In 1932 the Japanese Imperial Army invaded Manchuria following the Manchurian Incident. The subsequent occupation of Manchuria provided an environment conducive to Ishii's research as human test subjects "could be plucked from the streets like rats." Ishii relocated his laboratory to a military facility near Harbin. However, the facility's highly populated surroundings threatened to compromise the secrecy of the ongoing human experimentation. Consequently, a second site, about 100 kilometers to the south of Harbin at the village of Beiyinhe, was selected. Beiyinhe was a diffuse village of about 300 homes known to the local populace as Zhong Ma City. The Imperial Japanese Army cleared out the local inhabitants and burnt down the village, except for a large building suitable for use as a headquarters.

==Description==
The prison camp had 3 m earthen walls topped with electrified barbed wire and a moat with drawbridge surrounded the buildings within. There were hundreds of rooms and smaller surrounding laboratories, office buildings, barracks and dining facilities, warehouses and munitions storage, crematoria, and the prison cells. The Japanese Imperial Army conscripted local Chinese labor for the construction. Due to secrecy, laborers were escorted by armed guards and forced to wear blinders so they could not figure out what they were constructing. Those who worked on the most sensitive areas of the prison camp, such as the inner section of medical laboratories within the prisoners' quarters, were executed once construction was complete to ensure secrecy. The prisoners brought to Zhongma included common criminals, captured bandits, anti-Japanese partisans, as well as political prisoners and people rounded up on trumped up charges by the Kempeitai.

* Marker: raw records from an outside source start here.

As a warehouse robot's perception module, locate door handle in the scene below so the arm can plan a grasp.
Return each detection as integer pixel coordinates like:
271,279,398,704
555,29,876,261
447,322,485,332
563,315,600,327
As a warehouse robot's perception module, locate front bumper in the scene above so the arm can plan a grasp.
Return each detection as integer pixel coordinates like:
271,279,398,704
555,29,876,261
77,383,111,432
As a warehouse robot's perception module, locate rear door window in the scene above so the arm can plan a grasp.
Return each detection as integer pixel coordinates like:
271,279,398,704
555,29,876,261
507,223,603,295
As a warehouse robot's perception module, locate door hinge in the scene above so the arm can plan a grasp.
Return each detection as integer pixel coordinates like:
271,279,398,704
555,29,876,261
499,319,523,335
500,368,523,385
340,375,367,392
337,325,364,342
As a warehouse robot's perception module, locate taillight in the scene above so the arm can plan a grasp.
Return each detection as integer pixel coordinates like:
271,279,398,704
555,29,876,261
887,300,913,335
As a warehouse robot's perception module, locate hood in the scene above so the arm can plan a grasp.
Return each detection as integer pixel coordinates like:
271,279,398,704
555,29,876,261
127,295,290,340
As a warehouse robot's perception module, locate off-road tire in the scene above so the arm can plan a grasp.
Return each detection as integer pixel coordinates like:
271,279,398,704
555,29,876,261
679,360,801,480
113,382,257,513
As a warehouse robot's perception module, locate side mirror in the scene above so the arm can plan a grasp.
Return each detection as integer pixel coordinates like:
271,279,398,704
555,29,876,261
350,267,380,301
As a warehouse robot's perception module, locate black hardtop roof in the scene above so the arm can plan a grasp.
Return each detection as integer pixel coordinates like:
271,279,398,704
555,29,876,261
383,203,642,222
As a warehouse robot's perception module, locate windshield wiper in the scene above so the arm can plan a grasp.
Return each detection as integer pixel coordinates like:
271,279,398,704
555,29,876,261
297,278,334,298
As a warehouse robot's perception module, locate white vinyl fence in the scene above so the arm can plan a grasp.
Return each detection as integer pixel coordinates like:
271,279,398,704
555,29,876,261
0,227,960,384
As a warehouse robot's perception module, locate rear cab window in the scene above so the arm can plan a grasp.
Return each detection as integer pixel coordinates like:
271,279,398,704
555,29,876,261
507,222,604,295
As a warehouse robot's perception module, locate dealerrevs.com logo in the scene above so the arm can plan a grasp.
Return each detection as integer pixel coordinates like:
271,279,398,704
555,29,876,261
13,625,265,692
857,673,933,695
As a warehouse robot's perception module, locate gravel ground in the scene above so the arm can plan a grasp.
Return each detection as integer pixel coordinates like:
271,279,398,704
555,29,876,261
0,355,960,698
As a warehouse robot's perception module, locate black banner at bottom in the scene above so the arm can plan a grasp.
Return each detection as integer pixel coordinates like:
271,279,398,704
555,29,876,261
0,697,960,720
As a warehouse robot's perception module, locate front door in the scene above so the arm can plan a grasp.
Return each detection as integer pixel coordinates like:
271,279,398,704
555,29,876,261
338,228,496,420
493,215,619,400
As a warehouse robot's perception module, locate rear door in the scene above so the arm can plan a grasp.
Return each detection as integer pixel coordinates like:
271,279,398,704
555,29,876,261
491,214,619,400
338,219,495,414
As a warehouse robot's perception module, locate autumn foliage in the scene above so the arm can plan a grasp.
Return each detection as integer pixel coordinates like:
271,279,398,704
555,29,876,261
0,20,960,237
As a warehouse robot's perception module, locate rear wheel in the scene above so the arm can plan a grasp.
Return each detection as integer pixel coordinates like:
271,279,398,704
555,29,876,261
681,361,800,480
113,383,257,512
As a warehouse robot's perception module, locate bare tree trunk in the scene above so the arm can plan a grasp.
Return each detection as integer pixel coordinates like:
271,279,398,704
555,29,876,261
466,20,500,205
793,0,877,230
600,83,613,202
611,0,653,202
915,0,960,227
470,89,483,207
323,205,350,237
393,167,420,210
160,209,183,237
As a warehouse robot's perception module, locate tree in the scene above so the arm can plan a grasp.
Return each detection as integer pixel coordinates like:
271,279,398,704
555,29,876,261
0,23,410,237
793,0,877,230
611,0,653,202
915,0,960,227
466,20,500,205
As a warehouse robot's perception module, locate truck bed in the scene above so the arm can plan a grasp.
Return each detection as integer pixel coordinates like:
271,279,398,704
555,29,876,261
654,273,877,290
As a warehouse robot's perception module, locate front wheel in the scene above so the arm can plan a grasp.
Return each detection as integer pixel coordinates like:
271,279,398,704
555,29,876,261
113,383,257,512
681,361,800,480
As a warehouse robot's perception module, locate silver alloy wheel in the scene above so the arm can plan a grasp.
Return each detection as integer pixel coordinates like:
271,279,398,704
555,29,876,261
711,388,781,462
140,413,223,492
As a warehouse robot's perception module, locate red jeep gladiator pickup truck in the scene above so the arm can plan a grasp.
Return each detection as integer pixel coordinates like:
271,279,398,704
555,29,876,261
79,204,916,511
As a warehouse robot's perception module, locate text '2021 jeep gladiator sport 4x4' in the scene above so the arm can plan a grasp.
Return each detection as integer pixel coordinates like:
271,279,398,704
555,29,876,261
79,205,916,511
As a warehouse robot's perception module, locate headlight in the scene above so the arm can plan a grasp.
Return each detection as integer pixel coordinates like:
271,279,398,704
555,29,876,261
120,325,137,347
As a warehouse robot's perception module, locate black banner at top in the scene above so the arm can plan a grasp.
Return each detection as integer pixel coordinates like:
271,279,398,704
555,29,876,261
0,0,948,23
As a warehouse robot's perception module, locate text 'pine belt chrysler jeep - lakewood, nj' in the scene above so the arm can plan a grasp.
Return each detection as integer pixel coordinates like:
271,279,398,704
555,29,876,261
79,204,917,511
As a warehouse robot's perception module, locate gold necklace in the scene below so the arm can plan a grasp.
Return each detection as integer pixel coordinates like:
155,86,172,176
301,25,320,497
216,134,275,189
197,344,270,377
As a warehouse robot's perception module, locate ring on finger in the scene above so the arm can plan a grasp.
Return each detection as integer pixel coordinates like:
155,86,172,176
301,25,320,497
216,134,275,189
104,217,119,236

===Human experimentation===
A variety of medical experiments were conducted on the prisoners within the camp. Prisoners were generally well fed on the usual diet of rice or wheat, meat, fish, and occasionally even alcohol, with the intent of keeping prisoners in their normal state of health at the beginning of experiments. In many cases, prisoners were drained of blood over several days, with careful records kept on their deteriorating physical condition. Others were subject to experiments on nutrient or water deprivation. Prisoners were also injected with microbes and plague bacteria. Data sheets reveal that in at least one case, after prisoners developed a fever of 104 F, they were vivisected while unconscious.

The average life expectancy of a prisoner at the camp was one month. Prisoners who survived the experiments, but who were deemed too weak for further tests, were killed. The facility was estimated to have held between 500-600 prisoners at any one time, with a capacity for over 1000.

===Closure===
In August 1934, at the time of the traditional summer festival, the prisoners were given a ration of special foods. One prisoner, named Li, managed to overpower his guard, seize the keys and freed about forty of his fellow prisoners. Although their legs were shackled, their arms were free, and the prisoners were able to climb the outside walls. A heavy downpour had knocked out the facility's electricity, deactivating the searchlights and electric fence. Some ten of the escapees were shot by guards while others were recaptured and subjected to sadistic treatment as reprisal, but roughly sixteen managed to escape. Some of the men soon died from exposure, hunger, cold, and the injuries from their experiments but several managed to survive, and spread word of the crimes against humanity being conducted by Shiro and his subordinates. Although the Kuomintang took no notice of these reports, Zhongma Fortress was closed down due to the significant publicity, and its activities transferred to a new site closer to Harbin called Pingfang (Heibo), which came to be known as Unit 731. The testimony of one of the escapees, Ziyang Wang, was collected by Xiao Han, deputy director of the Pingfang museum, in the 1980s.

The graphic novel Maruta 454 (2010), by Paul-Yanic Laquerre, Song Yang and Pastor, depicts the escape of 12 Chinese prisoners from Unit Tōgō, based on Wang's testimony.